The state of medical privacy has become quite appalling lately. I started using a young doctor in a new office and they are gung ho on modern tech. That’s fine to some extent but they want to send me invoices and all correspondence via e-mail. No PGP of course. I did an MX lookup on their vanity email address & it resolves to an MS Outlook server.
I asked them for my test results. They offered to email them.
My response: I do not want sensitive medical info coming by e-mail via Microsoft’s servers. I did not give you a copy of my email address for that reason. It needs to be snail-mailed to me.
Perhaps of greater concern is that the receptionist acted like I am making a unusual request, and that they do not mail things. Apparently I am the only patient who has a problem with sensitive medical info going to Microsoft. So the receptionist is investigating whether she can get approval to mail me my results by post.
I wonder if someone in that clinic will have to run out and buy stamps because I have a problem with Microsoft.
O365 is not the security issue you think it is.
I would be far more concerned with the staff getting social engineered and data extracted from their practice applications which are known to be horribly unsafe and staff under trained in PII handling.
I’m not sure you understand. When you say “O365”, that implies desktop apps. When I say I did an MX lookup, that means the MX server is
(foo).mail.protection.outlook.com
, which means the email traverses MS assets in the clear regardless of what software they use.FWIW, unrelated, it’s notable that o365 was studied¹ by the Dutch gov and found² to violate GDPR due to telemetry data kept in the US.
WTF? Office 365 is run on Azure. You might want to look up their LATEST hack from a few days ago, and then keep reading about all the other times they have been hacked.
It’s not, but it’s also the same risk for any email server.
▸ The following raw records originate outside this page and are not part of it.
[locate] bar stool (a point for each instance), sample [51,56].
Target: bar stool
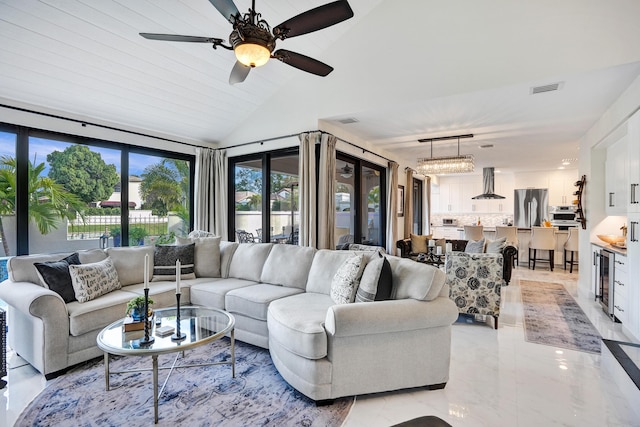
[544,239]
[571,245]
[473,232]
[511,233]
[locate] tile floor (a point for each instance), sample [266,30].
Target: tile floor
[496,377]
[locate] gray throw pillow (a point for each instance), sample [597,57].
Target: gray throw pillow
[164,262]
[475,246]
[496,246]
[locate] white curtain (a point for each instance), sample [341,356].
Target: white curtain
[408,204]
[210,192]
[307,188]
[326,193]
[392,207]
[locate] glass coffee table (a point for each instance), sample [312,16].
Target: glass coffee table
[200,325]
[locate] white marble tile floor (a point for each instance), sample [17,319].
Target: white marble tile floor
[496,377]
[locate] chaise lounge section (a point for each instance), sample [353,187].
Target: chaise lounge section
[283,299]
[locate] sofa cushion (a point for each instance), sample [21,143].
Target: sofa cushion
[296,323]
[212,293]
[415,280]
[93,280]
[345,282]
[129,263]
[253,301]
[324,266]
[288,265]
[474,246]
[206,255]
[165,258]
[248,260]
[55,275]
[376,282]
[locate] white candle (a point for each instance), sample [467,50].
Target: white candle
[146,271]
[178,270]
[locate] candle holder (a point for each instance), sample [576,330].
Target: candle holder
[178,336]
[147,340]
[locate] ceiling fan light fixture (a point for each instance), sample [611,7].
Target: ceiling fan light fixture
[252,54]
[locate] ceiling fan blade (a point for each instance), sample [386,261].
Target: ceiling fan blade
[179,38]
[239,73]
[314,19]
[303,62]
[226,7]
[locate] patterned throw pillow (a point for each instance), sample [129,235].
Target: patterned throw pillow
[164,262]
[375,284]
[55,275]
[345,281]
[475,246]
[95,279]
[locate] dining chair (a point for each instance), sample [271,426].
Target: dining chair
[511,233]
[543,239]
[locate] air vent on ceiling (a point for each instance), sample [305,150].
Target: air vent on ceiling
[546,88]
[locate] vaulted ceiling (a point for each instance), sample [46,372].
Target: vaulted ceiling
[404,70]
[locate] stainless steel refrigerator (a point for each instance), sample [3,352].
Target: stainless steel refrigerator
[531,207]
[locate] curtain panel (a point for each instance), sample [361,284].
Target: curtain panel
[392,207]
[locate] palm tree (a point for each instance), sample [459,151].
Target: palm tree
[48,200]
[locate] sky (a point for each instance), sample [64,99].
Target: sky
[40,147]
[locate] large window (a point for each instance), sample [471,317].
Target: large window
[265,191]
[360,202]
[77,193]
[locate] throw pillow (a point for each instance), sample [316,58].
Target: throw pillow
[164,262]
[375,284]
[496,246]
[55,275]
[206,255]
[475,246]
[419,243]
[95,279]
[345,282]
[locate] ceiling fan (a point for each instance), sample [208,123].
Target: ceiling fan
[253,41]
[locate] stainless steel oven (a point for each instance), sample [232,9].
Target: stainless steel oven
[605,282]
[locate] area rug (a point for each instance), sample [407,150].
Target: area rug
[203,396]
[552,317]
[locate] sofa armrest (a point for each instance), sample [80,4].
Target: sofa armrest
[380,317]
[405,247]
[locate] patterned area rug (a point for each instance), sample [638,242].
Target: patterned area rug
[203,396]
[552,317]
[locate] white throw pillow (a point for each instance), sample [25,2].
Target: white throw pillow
[345,281]
[92,280]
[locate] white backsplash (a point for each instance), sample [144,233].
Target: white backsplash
[488,220]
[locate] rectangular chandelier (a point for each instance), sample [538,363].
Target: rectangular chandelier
[445,165]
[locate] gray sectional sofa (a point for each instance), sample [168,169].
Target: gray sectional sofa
[280,296]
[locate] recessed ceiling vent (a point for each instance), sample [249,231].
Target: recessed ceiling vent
[546,88]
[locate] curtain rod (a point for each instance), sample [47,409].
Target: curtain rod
[262,141]
[84,123]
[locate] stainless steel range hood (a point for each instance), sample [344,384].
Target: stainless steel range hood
[487,185]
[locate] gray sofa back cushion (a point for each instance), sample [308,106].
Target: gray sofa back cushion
[129,263]
[324,266]
[21,268]
[288,265]
[412,279]
[248,260]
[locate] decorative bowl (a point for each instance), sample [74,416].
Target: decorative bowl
[611,239]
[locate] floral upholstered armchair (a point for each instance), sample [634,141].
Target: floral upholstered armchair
[475,282]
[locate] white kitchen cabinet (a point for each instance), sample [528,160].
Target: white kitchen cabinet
[562,186]
[621,302]
[633,273]
[633,161]
[616,168]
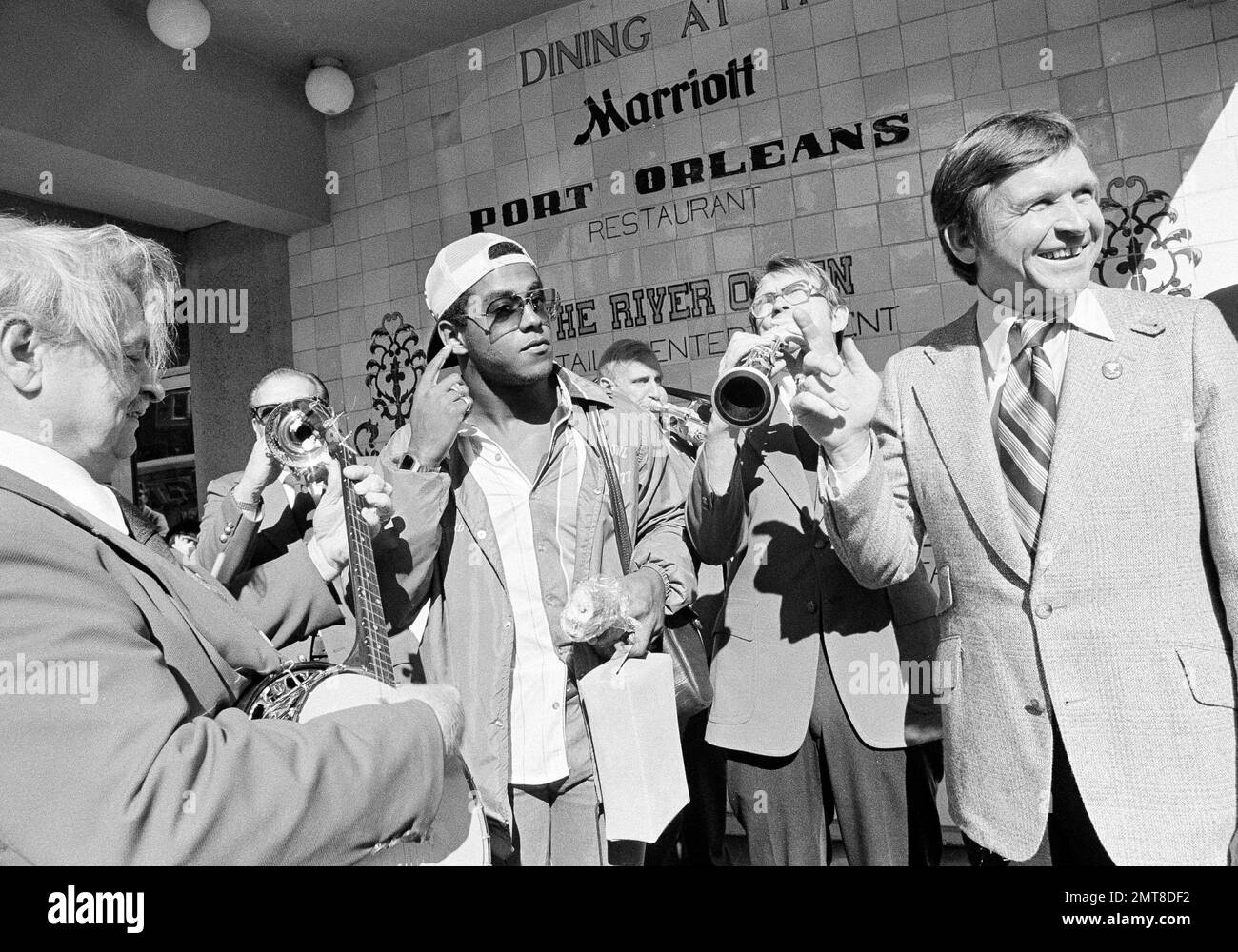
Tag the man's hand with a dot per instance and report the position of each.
(644, 598)
(445, 701)
(438, 408)
(837, 395)
(260, 472)
(329, 534)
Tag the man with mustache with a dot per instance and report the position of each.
(1072, 452)
(507, 507)
(799, 644)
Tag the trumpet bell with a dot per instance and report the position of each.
(296, 436)
(744, 396)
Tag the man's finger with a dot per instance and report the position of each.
(813, 333)
(333, 479)
(436, 364)
(820, 387)
(805, 404)
(852, 355)
(822, 363)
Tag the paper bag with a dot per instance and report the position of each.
(630, 705)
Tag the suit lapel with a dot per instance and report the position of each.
(956, 407)
(1090, 405)
(202, 662)
(780, 457)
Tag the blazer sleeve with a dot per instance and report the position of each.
(137, 773)
(222, 519)
(286, 598)
(875, 524)
(407, 556)
(1216, 446)
(660, 538)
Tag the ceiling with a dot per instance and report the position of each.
(367, 35)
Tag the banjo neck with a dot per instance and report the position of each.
(370, 652)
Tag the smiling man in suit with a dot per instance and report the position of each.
(1072, 452)
(155, 765)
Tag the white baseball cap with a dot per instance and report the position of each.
(466, 262)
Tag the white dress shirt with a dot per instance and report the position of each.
(993, 326)
(42, 465)
(539, 676)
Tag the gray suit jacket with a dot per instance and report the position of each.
(164, 769)
(1119, 630)
(789, 593)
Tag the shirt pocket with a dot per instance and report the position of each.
(1209, 674)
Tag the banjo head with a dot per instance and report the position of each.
(308, 689)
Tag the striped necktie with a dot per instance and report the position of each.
(1027, 420)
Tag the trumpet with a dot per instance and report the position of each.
(689, 424)
(295, 437)
(744, 395)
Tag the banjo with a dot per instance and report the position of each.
(302, 435)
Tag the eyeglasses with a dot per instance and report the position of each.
(507, 311)
(797, 292)
(261, 412)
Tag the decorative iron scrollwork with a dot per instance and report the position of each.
(1142, 249)
(391, 375)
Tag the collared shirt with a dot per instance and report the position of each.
(994, 324)
(535, 530)
(42, 465)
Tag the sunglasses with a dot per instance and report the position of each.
(506, 312)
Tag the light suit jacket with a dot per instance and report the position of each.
(162, 769)
(450, 567)
(1119, 631)
(787, 593)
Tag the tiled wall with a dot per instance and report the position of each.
(433, 140)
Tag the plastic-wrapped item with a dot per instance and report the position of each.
(595, 606)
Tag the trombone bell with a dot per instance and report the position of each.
(296, 436)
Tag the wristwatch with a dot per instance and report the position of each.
(667, 580)
(248, 507)
(411, 466)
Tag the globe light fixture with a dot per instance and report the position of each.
(181, 24)
(329, 88)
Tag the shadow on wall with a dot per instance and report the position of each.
(1227, 300)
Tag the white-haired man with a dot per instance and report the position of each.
(106, 779)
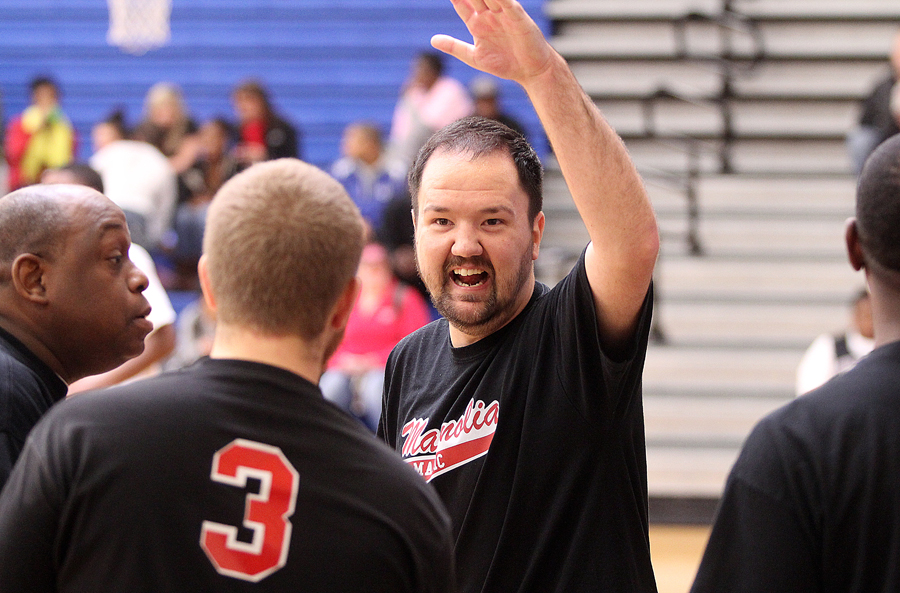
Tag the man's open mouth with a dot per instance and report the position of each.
(468, 277)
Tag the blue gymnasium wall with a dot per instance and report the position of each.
(325, 63)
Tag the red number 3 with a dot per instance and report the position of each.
(265, 514)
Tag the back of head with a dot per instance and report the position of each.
(282, 241)
(878, 205)
(164, 94)
(30, 222)
(478, 136)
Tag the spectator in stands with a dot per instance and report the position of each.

Email is not a secure transport and should not be used for this type of information, no matter who the providers are.
Email providers are not equals. W.r.t the infosec nuts and bolts, sure it’s the same disclosure. But to say that the risk is the same for a giant surveillance advertiser who has mastered exploiting the data as the risk would be to a provider like Disroot is grasping. It neglects the trust factor. Both instances require trust, but in the case of MS that trust is unobtainable.
Threat models matter. Mass surveillance is in my threat model (and it should be in everyone’s). A small email provider looking to secretly target me is not in my threat model.
Microsoft profiting from my data (even if not sensitive) is also a problem for me. I do not email any MS user for any reason because I boycott MS. That’s not an infosec move but an activist move to not feed a pernicious giant.
While you aren’t wrong about the threat model, you do have to be clear with them that email isn’t an acceptable transport in any way for sensitive data. Email is an inherently insecure model, and anyone in the middle of the conversation can read that traffic. It doesn’t have to be a malicious email provider, just someone with access to a transit network.
I think you’re saying this because I have no way as a sender or recipient to ensure or verify TLS is in play at every hop, correct? Otherwise, if TLS is in force by both providers then I would only expect the email providers (and their hosting providers) to have access.
Yes, that’s exactly correct.
Have you heard of SMTPS or STARTTLS?
I’ll take two things no one is using for 100, Alex.
Loads of people are using it. Most people do but it’s not enforced. If I poison the opposing MTA’s DNS I can bypass it.
If Google and MS don’t then it doesn’t matter.
Yes, and while it’s use is common, it’s not mandatory.